Afif sudah kembali ke sekolah tiga jam yang lalu. Dhan sendiri yang mengantarkan temannya itu sampai di depan rumah. Setelah mengantarkan, ia bergegas ke kamar dan langsung meluncur ke alam mimpi. Matanya benar-benar berat saat itu, ia tak tahan lagi untuk segera merasakan kasur. Beruntung Dhan terbangun satu setengah jam sebelum Maghrib dan masih bisa melaksanakan salat ashar.

Setelah menunaikan kewajibannya, Dhan meraih ponsel yang berada di atas nakas. Membuka ruang chat-nya bersama khanza, ia menahan napas ketika melihat tulisan yang mengatakan bahwa perempuan itu sedang mengetik balasan, maka Dhan tak bisa berkutik menunggu.

Rafardhan: Za, kuliah nanti di Jakarta, ya. Aku tunggu kamu di sini.

Begitulah isi chat yang ia kirimkan kepada Khanza kemarin malam. Mungkin terdengar aneh dan sedikit memaksa, maka dari itu Dhan ingin tahu jawabannya jika ia dengan terang-terangan meminta perempuan itu untuk memilih kuliah di Jakarta.

Khanza: Aku nggak bisa janji, Dhan. Kasihan abi dan umi kalau aku tinggalin.

Ia berbaring, menarik selimut menutupi seluruh tubuh. Mengetikkan balasan pesan Khanza, Dhan tidak berniat keluar dari dalam selimut karena dalam khayalannya, ketika ia membuka selimut dan memperlihatkan wajah, ketika itu pula orang-orang akan menertawakannya.

Rafardhan: Oh, yaudah kalau gitu aku yang ke Semarang.
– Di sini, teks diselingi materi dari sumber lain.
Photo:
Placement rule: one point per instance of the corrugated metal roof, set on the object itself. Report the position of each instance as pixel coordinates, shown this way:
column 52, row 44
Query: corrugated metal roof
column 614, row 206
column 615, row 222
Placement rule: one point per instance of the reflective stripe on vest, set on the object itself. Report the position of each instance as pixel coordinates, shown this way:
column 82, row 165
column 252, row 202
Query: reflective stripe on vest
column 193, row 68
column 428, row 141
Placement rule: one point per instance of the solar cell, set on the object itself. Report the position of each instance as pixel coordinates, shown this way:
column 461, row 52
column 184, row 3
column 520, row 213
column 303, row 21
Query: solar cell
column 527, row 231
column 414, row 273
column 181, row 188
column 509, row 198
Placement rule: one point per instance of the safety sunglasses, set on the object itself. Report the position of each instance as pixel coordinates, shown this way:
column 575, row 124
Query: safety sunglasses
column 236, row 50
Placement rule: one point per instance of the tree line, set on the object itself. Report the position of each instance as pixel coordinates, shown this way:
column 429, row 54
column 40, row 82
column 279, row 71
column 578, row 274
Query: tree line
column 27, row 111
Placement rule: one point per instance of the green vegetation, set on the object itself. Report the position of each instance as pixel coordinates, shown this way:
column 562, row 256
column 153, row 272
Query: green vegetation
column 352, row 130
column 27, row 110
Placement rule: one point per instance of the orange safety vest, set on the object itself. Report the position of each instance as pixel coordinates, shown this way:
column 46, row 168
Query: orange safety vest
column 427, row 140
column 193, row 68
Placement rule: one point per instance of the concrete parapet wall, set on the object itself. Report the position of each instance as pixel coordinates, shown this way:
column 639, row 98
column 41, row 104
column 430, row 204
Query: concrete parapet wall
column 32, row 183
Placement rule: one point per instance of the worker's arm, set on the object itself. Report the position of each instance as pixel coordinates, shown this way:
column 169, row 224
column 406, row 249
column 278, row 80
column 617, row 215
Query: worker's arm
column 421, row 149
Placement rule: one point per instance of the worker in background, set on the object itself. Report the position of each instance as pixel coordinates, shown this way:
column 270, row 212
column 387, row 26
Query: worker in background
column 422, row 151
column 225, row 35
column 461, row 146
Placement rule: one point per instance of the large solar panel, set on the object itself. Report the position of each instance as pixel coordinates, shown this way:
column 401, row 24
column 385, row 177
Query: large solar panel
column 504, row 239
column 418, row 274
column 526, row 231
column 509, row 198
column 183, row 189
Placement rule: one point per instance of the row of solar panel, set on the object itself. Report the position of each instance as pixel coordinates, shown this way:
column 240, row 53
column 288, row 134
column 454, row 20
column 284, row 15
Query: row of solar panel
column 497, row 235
Tidak. Dhan tidak serius mengetikkan kata-kata itu. Ia pun belum memiliki niat untuk meninggalkan bundanya di kota ini meskipun ada banyak orang yang menyayangi wanita itu, tetapi ia tak ingin berada jauh dari wanita yang melahirkannya.

Sebagai satu-satunya anak dari Nada Adinan, maka Dhan memposisikan diri sebagai pelindung terdepan. Itulah alasannya tak ingin berada jauh dari bundanya, lagi pula Viona masih berkeliaran di Jakarta, tentu saja ia khawatir wanita itu berbuat jahat kepada Nada.

Khanza: Haha. Aku nggak bakalan anggap rencana kamu serius, jadi kita jalani aja dulu. Siapa tahu nanti kita dipertemukan dalam satu universitas.

Rafardhan: Ah, ademnya. Tapi kok bikin resah, ya.

Dhan mematikan layar ponsel, ketika merasakan seseorang membuka pelan selimut. Berpura-pura tertidur dengan gaya meringkuk. Tangan seseorang menyentuh dahi, memastikan suhu tubuhnya.

Ia sangat mengenal tangan sang bunda, tidak sebesar tangan yang menyentuhnya. Merasa asing dengan tangan tersebut, Dhan membuka mata kemudian melihat siapa pelaku yang sedang memastikan bahwa ia sedang sakit atau berbohong.

"Ayah?"

Ayahnya membuka lebar selimut yang digunakan ketika mendapatkan jawaban atas kebohongan.